The training for speed by amateurs should not be overdone. If the swimmer does his work in the evening, he should take care not to tire himself during the day. Gentle walks after the tub, rub down, dumb-bells in the morning, with an occasional run of a hundred yards later in the day, will keep him fit. His first spins should be about thirty yards at top speed, a rub down, and then another sprint of fifty yards. This is quite sufficient water practice, and after a careful towelling a brisk walk should be taken. This training will perfectly suit a man entered for a hundred yards race. Occasionally the full distance should be swum against the watch, and now and then two hundred yards covered at an ordinary pace ; but the main work should be confined to distances somewhat shorter than that for which the swimmer is training. When entered for races at distances of above one hundred and under five hundred yards, the training has to be slightly altered. Longer

swims are necessary on account of the need for greater staying power. About three-quarters of the distance should be covered' at racing pace. For courses over five hundred yards the work is much more severe. The speed should not be too great at first, but it must be gradually increased until considerably more than half the distance can be covered rapidly. Once or twice a week a swim of double the journey entered for should be made at a uniform rate of movement, and once a week the full distance traversed at top speed against the watch. Even when training for the longer races the short fifty-yards swims should not be neglected, for the possession of a turn of speed at the finish of a close long-distance race is often very valuable.

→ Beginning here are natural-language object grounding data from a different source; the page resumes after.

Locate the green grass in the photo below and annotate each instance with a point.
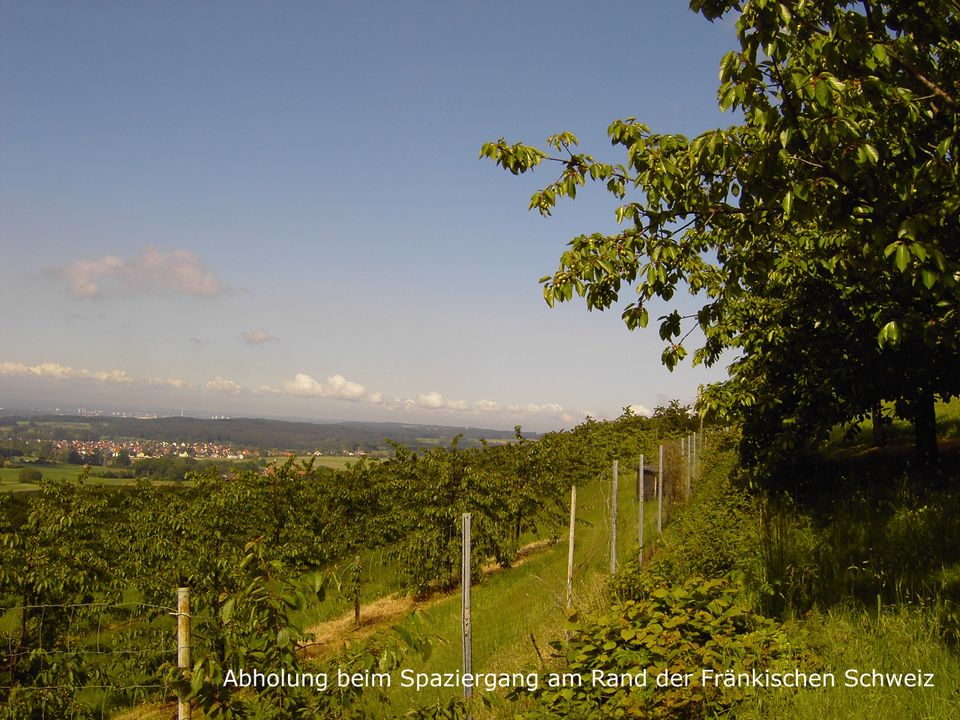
(337, 462)
(10, 477)
(904, 639)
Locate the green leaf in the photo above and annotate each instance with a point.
(902, 257)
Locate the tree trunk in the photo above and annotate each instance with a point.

For a championship race the swimmer should try and secure a special week of training. An early morning dip, breakfast, a walk, and then a swim, followed by dinner, a sleep, a special speed swim, tea, walk, and early bed should be the programme of each day's work just prior to the race. A short speed swim on the morning of the race will be of assist ance. If the venue is some distance away, the journey should be made overnight and not on the day of the race, as nothing upsets a man more than being hurried at the last moment.

In addition, it is advisable to view the course, get full information as to the starting-, turning-, and finishing-points, as well as obtain refreshment. This it is very often impossible to do when the journey is a considerable one or the trains late. All these little details have to be remembered, but a practised swimmer soon gains a knowledge of them by experience, and is never at a loss how to act.